WASHINGTON/BEIJING (Reuters) - Major U.S. airlines are expected to change how their websites refer to Chinese-claimed Taiwan by Wednesday in an effort to avoid Chinese penalties, three sources said, after coordination between the carriers and the U.S. government.
Beijing has demanded that foreign firms, and airlines in particular, not refer to self-ruled Taiwan as non-Chinese territory on their websites, along with Hong Kong and Macau, a move described by the White House in May as “Orwellian nonsense”.
China set a final deadline of July 25 for the changes, and last month rejected U.S. requests for talks on the matter, adding to tension in relations already frayed by an escalating trade conflict.
Numerous non-U.S. airlines including Air Canada, Lufthansa and British Airways have already made changes to their websites, according to Reuters checks, after China’s Civil Aviation Administration sent a letter to 36 foreign air carriers earlier in the year.
The carriers were told to remove references on their websites and other materials that suggest Taiwan, Hong Kong and Macau are part of countries independent from China, but several U.S. operators, including Delta Air Lines and United Airlines, had requested more time to handle the matter.
A U.S. airline executive briefed on the issue told Reuters that the U.S. State Department notified China’s embassy in Washington late on Monday of the decision by U.S. airlines to only list certain destinations by city on both Chinese and English websites, and not refer to Taiwan as a jurisdiction.
Another source in Beijing said he was informed unofficially by the U.S. government that airlines would only use certain city names in the future.
A senior U.S. government official said the change was ultimately the airlines’ choice to make.
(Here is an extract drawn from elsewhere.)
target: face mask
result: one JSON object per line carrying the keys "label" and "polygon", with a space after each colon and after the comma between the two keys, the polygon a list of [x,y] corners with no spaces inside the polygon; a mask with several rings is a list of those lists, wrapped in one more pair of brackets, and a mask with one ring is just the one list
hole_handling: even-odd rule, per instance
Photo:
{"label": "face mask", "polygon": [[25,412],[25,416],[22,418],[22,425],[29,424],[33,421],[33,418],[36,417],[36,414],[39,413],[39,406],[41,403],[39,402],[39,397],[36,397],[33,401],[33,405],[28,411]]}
As of Tuesday afternoon in Asia, Hawaiian Airlines’ website already appeared to have been changed, showing searches for flights to Taiwan’s capital Taipei as “Taipei, Taipei” in dropdown menus. Searches on the websites of American Airlines, Delta and United still mentioned it as being in Taiwan.
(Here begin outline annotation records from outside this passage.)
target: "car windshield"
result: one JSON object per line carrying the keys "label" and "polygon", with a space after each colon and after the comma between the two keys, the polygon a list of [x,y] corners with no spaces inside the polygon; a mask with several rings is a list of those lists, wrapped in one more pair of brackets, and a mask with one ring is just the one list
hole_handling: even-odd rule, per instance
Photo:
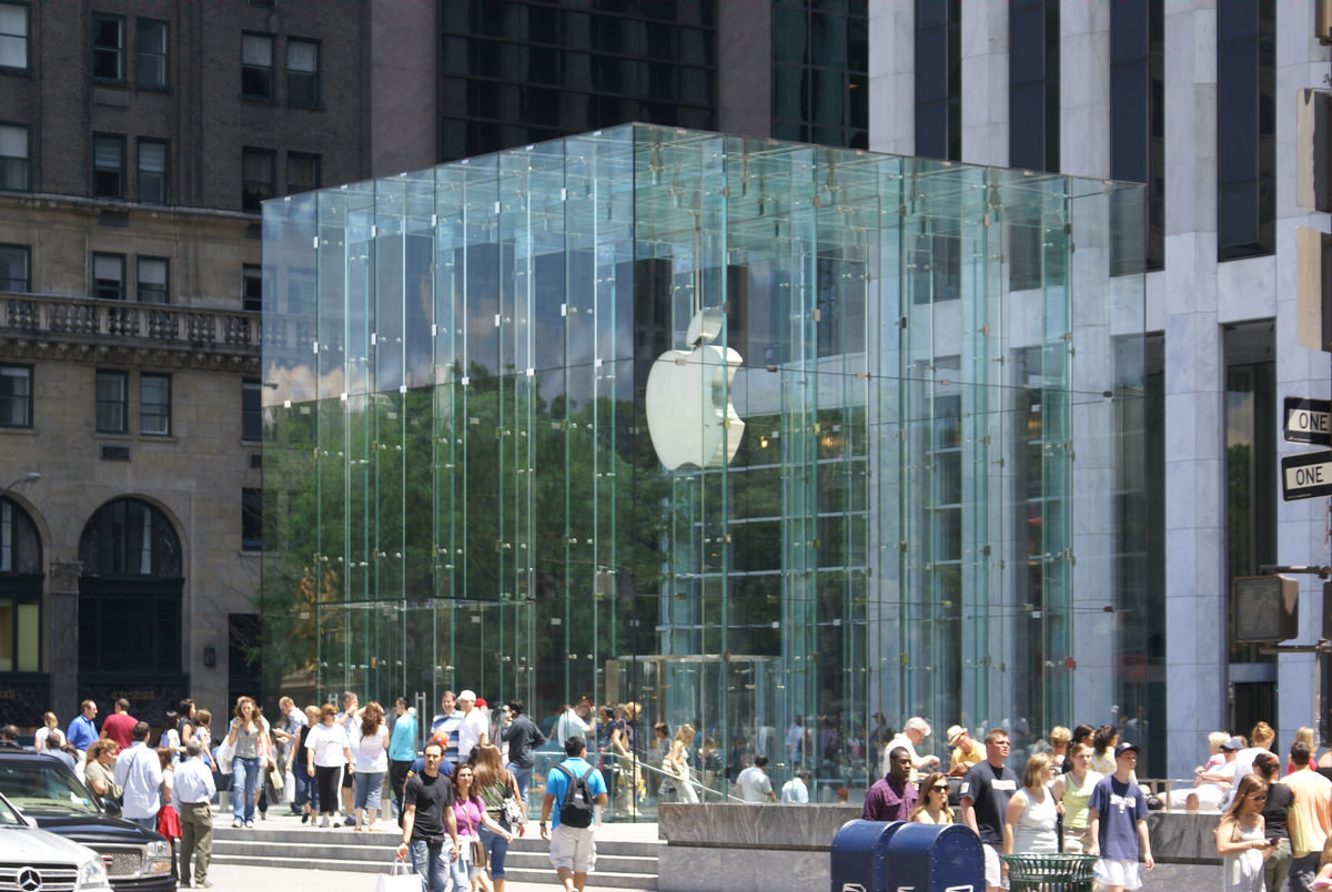
{"label": "car windshield", "polygon": [[88,788],[55,759],[0,764],[0,793],[23,812],[97,813]]}
{"label": "car windshield", "polygon": [[24,827],[27,821],[19,817],[8,799],[0,797],[0,827]]}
None of the airlines immediately responded to requests for comment, but Airlines for America (A4A), a trade group representing United, American, and other major carriers, acknowledged that changes were being made.
“As with other sectors of the economy, the U.S. airline industry is a global business that must contend with a host of regulations and requirements,” it said in a statement.
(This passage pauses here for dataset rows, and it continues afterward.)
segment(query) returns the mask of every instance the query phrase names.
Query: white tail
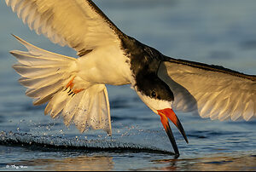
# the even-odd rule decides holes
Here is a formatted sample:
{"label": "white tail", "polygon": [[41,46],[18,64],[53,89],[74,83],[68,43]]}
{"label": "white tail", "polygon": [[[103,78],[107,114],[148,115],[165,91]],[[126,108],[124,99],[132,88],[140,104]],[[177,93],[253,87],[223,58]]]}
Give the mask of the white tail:
{"label": "white tail", "polygon": [[33,104],[48,102],[45,114],[49,113],[53,118],[61,114],[66,125],[73,122],[80,132],[92,128],[111,135],[105,85],[95,84],[75,91],[75,83],[72,83],[77,72],[75,58],[44,50],[15,37],[28,52],[11,51],[19,61],[13,67],[21,76],[19,82],[28,88],[26,95],[36,99]]}

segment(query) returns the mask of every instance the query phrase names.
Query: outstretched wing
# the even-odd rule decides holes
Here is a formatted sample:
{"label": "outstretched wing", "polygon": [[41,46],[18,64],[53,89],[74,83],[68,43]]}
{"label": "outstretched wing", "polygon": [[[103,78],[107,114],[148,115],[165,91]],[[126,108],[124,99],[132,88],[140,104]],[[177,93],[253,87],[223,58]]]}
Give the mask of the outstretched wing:
{"label": "outstretched wing", "polygon": [[256,117],[256,76],[218,66],[167,60],[160,64],[158,76],[174,94],[173,109],[221,121]]}
{"label": "outstretched wing", "polygon": [[121,32],[91,0],[5,0],[38,34],[79,55],[119,43]]}

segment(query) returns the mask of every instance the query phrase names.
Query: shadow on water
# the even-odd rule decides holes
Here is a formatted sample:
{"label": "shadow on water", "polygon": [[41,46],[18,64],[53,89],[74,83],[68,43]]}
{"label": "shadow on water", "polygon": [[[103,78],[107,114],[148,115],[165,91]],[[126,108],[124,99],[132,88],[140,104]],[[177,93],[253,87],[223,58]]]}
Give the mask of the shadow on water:
{"label": "shadow on water", "polygon": [[154,160],[155,163],[165,164],[158,170],[192,170],[192,171],[229,171],[229,170],[256,170],[256,155],[241,155],[223,153],[206,156],[204,158],[184,159],[160,159]]}

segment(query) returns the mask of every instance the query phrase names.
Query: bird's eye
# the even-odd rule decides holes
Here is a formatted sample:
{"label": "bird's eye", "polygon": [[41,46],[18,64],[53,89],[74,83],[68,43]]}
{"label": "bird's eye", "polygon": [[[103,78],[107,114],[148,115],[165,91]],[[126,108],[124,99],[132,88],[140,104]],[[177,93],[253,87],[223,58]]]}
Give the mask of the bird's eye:
{"label": "bird's eye", "polygon": [[152,91],[152,92],[151,92],[151,96],[152,96],[152,97],[156,97],[156,93],[155,93],[155,91]]}

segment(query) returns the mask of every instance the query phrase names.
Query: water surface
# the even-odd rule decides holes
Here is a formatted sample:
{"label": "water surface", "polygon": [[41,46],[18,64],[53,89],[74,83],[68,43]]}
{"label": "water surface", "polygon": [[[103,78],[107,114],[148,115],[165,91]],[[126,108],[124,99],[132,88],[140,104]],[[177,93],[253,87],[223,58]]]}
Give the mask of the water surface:
{"label": "water surface", "polygon": [[[256,73],[253,0],[97,0],[126,34],[163,54]],[[80,134],[33,106],[8,53],[24,49],[15,34],[37,46],[75,56],[22,24],[0,2],[0,170],[256,170],[256,121],[218,122],[177,112],[186,144],[173,125],[178,158],[160,118],[129,85],[108,86],[113,136]]]}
“A4A and the affected U.S airlines appreciate the engagement and counsel we have received from the Administration as carriers begin to implement a solution,” it said.
The airlines were expected to make the changes by the end of the day in China on Wednesday.
“We have told China that the United States strongly objects to China’s attempts to compel private firms to use specific language of a political nature in their publicly available content. We continue to seek to address this issue,” a U.S. embassy spokesman said.
It was unclear how China might punish airlines that do not comply, but in December it added a clause to rules governing foreign airlines in the country, saying regulators could change a company’s permit if it did not meet “the demand of public interest”.
Taiwan is China’s most sensitive territorial issue. Beijing considers the democratic island a wayward province of “one China”. Hong Kong and Macau are former European colonies that are now part of China but run largely autonomously.
“The ‘one China’ principle brooks no negotiations or consultations,” Chinese Foreign Ministry spokesman Geng Shuang told a regular news briefing on Tuesday.
“We hope the U.S. government urges relevant companies to strictly abide by the ‘one China’ principle and make changes to their websites as soon as possible,” Geng said, adding that the deadline was fast approaching and everyone should “wait and see” what would happen.
Armed by the United States, Taiwan has always been a major source of tension between Beijing and Washington, but it has been an increasingly contentious issue since U.S President Donald Trump took office.
In May, the White House said in a statement that Trump “will stand up for Americans resisting efforts by the Chinese Communist Party to impose Chinese political correctness on American companies and citizens”.
The statement added that “this is Orwellian nonsense and part of a growing trend by the Chinese Communist Party to impose its political views on American citizens and private companies”.
Taiwan’s Foreign Ministry had said that it is grateful to the efforts of like-minded countries that have chosen to “take a stand against Chinese bullying of private enterprises”.